The analysis start in compactCogCompiledCode method.
- markActiveMethodsAndReferents → markCogMethodsAndReferentsOnPage: → markMethodAndReferents:
- It performs a “machine code do:” iterating over the stack pages and machine code instructions which have a “send” annotation in the Cog method map, and applying the (current) heuristics of successive divisions by 2 in #incrementUsageOfTargetIfLinkedSend:mcpc:ignored:
- Only one level is of message sends is considered. So if we have three Cog methods with counters set to 7, it will iterate those three Cog methods, and the methods referred by those.
- A method could have two sends to the same method in two different call sites. In this case both call sites references are incremented.
-
freeOlderMethodsForCompaction
- This method actually free methods depending of the contents of the stack, so a better name could be freeLowestReferredMethodsForCompaction or similar.
- The amount to free it starts with 1/4 of the cache size.
- The baseAddress which is a pointer to the trampoline’s end section.
- The main part of this method is a loop which iterates over (cog) methods to free its counters. The iteration begins from the baseAddress to the method zone free start section (mzFreeStart). The first iteration will scan the cog methods with counters set to 1, checks if it is enough of freed space, if not, then repeat the scan with the cog methods with counters set to 1, and so on.
- compactPICsWithFreedTargets
- Iterates over the section managing PICs and MICs. Methods has a reference count number, but when PICs and MICs are created they are set to an initial value of 3 for the PIC and 6 for the MICs (open PICs). This can be checked in initialClosedPICUsageCount and initialOpenPICUsageCount methods. For methods could be checked in initialMethodUsageCount.
-
cPICCompactAndIsNowEmpty:
- It runs an algorithm which fixes the broken references of previously freed references. This method compacts the PIC itself. It does a loop between 1 and the number of cases, similar to a switch with the number of cases.

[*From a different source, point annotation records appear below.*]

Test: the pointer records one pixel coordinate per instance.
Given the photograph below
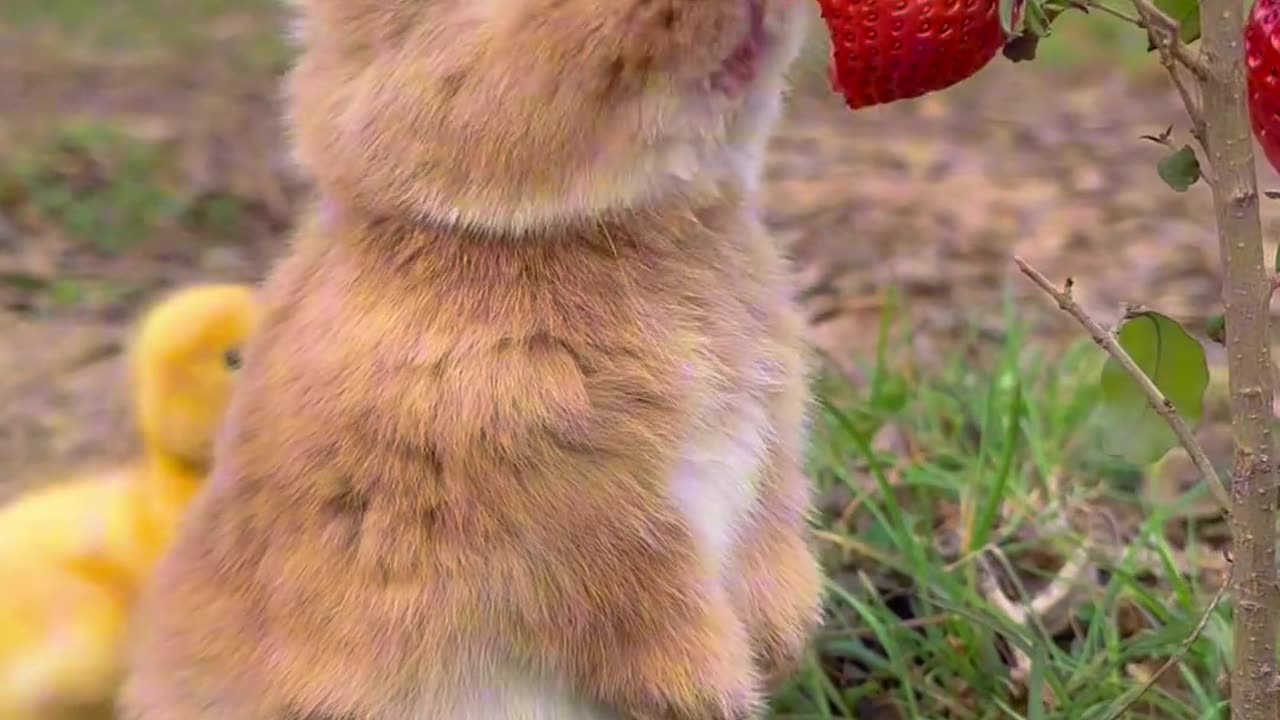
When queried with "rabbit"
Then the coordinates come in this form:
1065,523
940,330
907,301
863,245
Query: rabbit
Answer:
522,433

- As PICs has a different structure than cog methods (they have a fixed structure so they do not have metadata) they store the number of fields it has in a header, representing the number of cases the PIC has. In this context of machine code the PIC is compiled as a switch. Each case of the switch has the same number of instruction n, so offsets are found multiplying 2n, 3n, etc.

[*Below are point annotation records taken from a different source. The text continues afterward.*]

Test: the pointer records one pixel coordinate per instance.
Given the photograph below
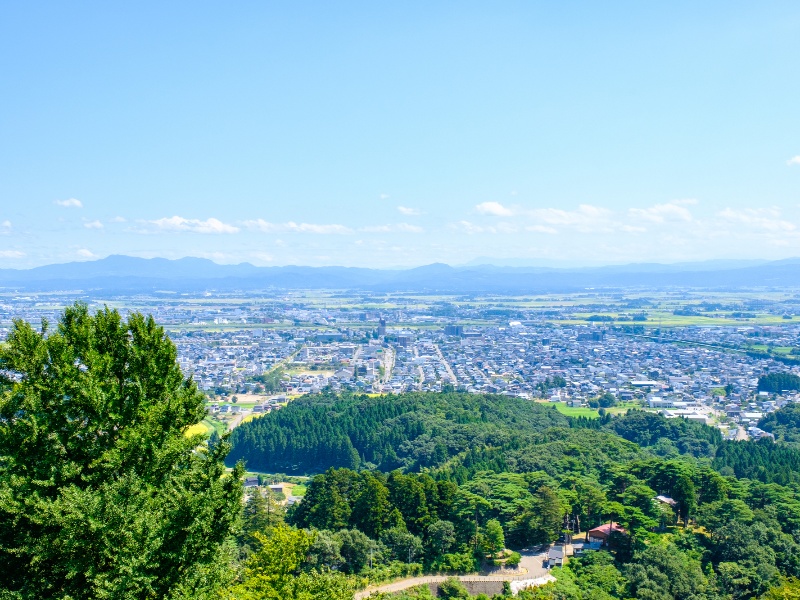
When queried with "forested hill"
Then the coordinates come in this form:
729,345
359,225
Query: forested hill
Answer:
407,431
784,424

- Now is going to compact the cases of the PICs and removing if there are no cases. The PIC is one block which can contain holes (if there is a hole in the middle of the PIC it moves up all the other PICs? do we assume there are no holes in the PIC?).
- It runs an algorithm which fixes the broken references of previously freed references. This method compacts the PIC itself. It does a loop between 1 and the number of cases, similar to a switch with the number of cases.
- planCompaction
- At this point we need to move the methods to a new place and fix the references.
- This method skips the space that is free and iterates over the cog method. It starts at 0 and goes back (negative numbering). If it is not free, the method is planned to move to the delta by updating its objectHeader.
- relocateMethodsPreCompaction
- Patch the calls from each method to its references, this is, updating the calls to the new location but not yet moving the methods to a new location.
- relocateAndPruneYoungReferrers
- Here the “young referrers” represents a list of methods inside the cache, that are young referrers, i.e. has pointers to methods that have references to young objects.
- compactCompiledCode
- The first loop updates the usage count and cleans its header value (delta is not used anymore). It advances only as soon as it finds methods, but stops as soon as it finds free memory. So it is looking for the next free chunk.
- The second loops takes the method object (in the heap) and link to the machine code method.